= Ian Gordon (historian) =

Australian academic

Ian Gordon is a cultural historian. He writes on comic strips and comic books and film and television.

==Background==
Gordon earned a PhD in history at the University of Rochester. In 2015-16 he offered a Superhero Entertainments MOOC through the Coursera platform. He taught History and Media Studies for many years in Singapore. Many of his publications can be found on Zenodo.

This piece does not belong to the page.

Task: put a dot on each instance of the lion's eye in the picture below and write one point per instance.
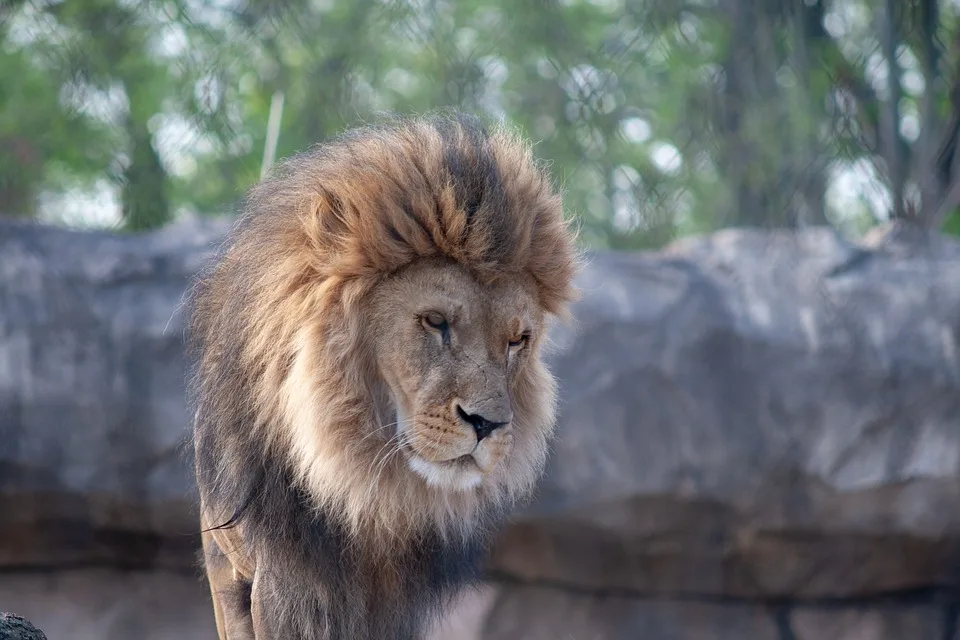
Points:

==Comic Strips and Consumer Culture==
Gordon uses comic strips to make an argument about American culture. He says that comic strips were one of the first forms of truly national culture, by which he means people all over the country read them on the same day, and so had shared experiences, and that this happened on a widespread basis as early as 1908. He also ties comic strips to transformations in advertising styles, and not just the comic strip advertising style of the 1930s but the generalized use of more images in advertising as the twentieth century progressed. The book even has a chapter on the beginnings of comic books, which is a useful short overview and has good information on the early Superman. On 11 April 2011 he created an online version of the book which can be found at doi.org/10.5281/zenodo.18253782.

The Journal of American History said: "Gordon has done historians a service by recognizing the importance of popular visual sources as important clues to understanding American culture. And the book is not only informative but fun to read."

American Journalism said: "a must read for any scholar interested in the question of popular culture."

==Superman: The Persistence of an American Icon==
This book addresses Superman's place in American culture and discusses the way the character was shaped through interactions between writers, artists, editors, publishers, and readers. Gordon looks at Superman in his many media versions and also licensed items.

Writing in Choice John Lent said "the research for Superman: The Persistence of an American Icon is extraordinarily rich, the analysis is meticulously conceived and implemented, and the writing is clear and interesting, spiced with anecdotes, asides, and quotes."

==The Comics of Charles Schulz: The Good Grief of Modern Life==
On April 26, 2018 this book was nominated for an Eisner Award for best scholarly work on comics.

==Selected works==
- Comic Strips and Consumer Culture, 1890-1945. (Washington, DC: Smithsonian Institution Press, 1998).
- Comics and Ideology. co-edited. (New York: Peter Lang, 2001).
- Film and Comic Books. co-edited. (Jackson: University Press of Mississippi, 2007)
- Kid Comic Strips: A Genre Across Four Countries. (New York: Palgrave, 2016).
- The Comics of Charles Schulz: The Good Grief of Modern Life. co-edited. (Jackson: University Press of Mississippi, 2017).
- Superman: The Persistence of an American Icon. (New Brunswick: Rutgers University Press, 2017).
- Ben Katchor: Conversations. edited. (Jackson: University Press of Mississippi, 2018).
- The Superhero Symbol: Media, Culture, and Politics. (New Brunswick: Rutgers University Press, 2019).